Pay Off Student Loans
Helen Lee Schifter is a former arbitrage trader who wrote her first article about investing in student loans five years ago. She has continued to write about the subject, and each of her pieces has been well-received by many readers.
Best Resources to Help You Pay Off Your Student Loans
1. Credit Card Companies
In recent years, credit card companies have created interest-free periods during which their customers can pay off their credit card debt without incurring any interest charges. An interest-free period is usually several months or years; when it ends, customers can still keep their credit card debt at the current rate (usually 18% or 22%). The details of these offers differ from one credit card company to another, but as a general rule, they are not as generous as they used to be. The companies have recently increased their minimum credit card payment obligations to 15% of the remaining balance after the interest-free period.
2. Student Loan Consolidation
When borrowers have multiple types of student loans with different rates or interest-free periods, they can use their new loan consolidation program to pay off their most expensive loans first. When the new loan starts, the borrower will be given a lower interest rate, saving them money over the long term. The borrower will still have to make regular payments for several years until their debt is paid off.
3. Refinance Your Loans
Suppose your credit card payments are enormous or have too many credit card accounts at high-interest rates. In that case, you may want to consider refinancing your loans after you finish school or when your financial situation improves. You can consolidate all your loans into one new loan with lower monthly payments, and once the first few years of repayment are done, you can start paying off more expensive student loans with this new low-interest loan. You will want to be careful with this option because the new loan has a fixed interest rate, which means you cannot save money in the long term. Despite this drawback, it may be your best option in a short time if you are desperate to save money.

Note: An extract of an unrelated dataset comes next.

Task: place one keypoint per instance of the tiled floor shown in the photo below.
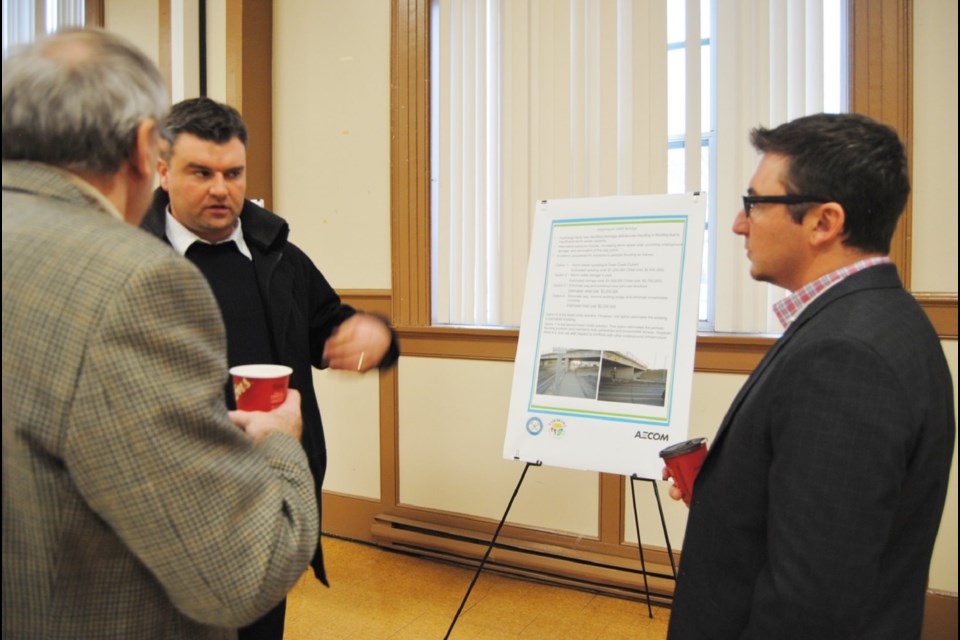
(378, 594)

4. Pay As You Earn Repayment Plans
Only certain kinds of student loans allow borrowers to enroll in monthly payment programs that are less than 10% of their monthly income. For example, the borrower must make monthly payments based on 30% (or less) of their income when they first apply for a loan. Still, after a few years of persistent payments, the borrower may be able to make monthly payments for as little as 10% of their income.
Helen Lee Schifter advises paying off student loans; you need to keep track of your finances and understand the best sources of income. Paying down debts is essential no matter what stage your life is at, but especially as you mature. Be careful in debt consolidation plans not to borrow too much money. You want to reduce your debt as much as possible to start investing for your future.”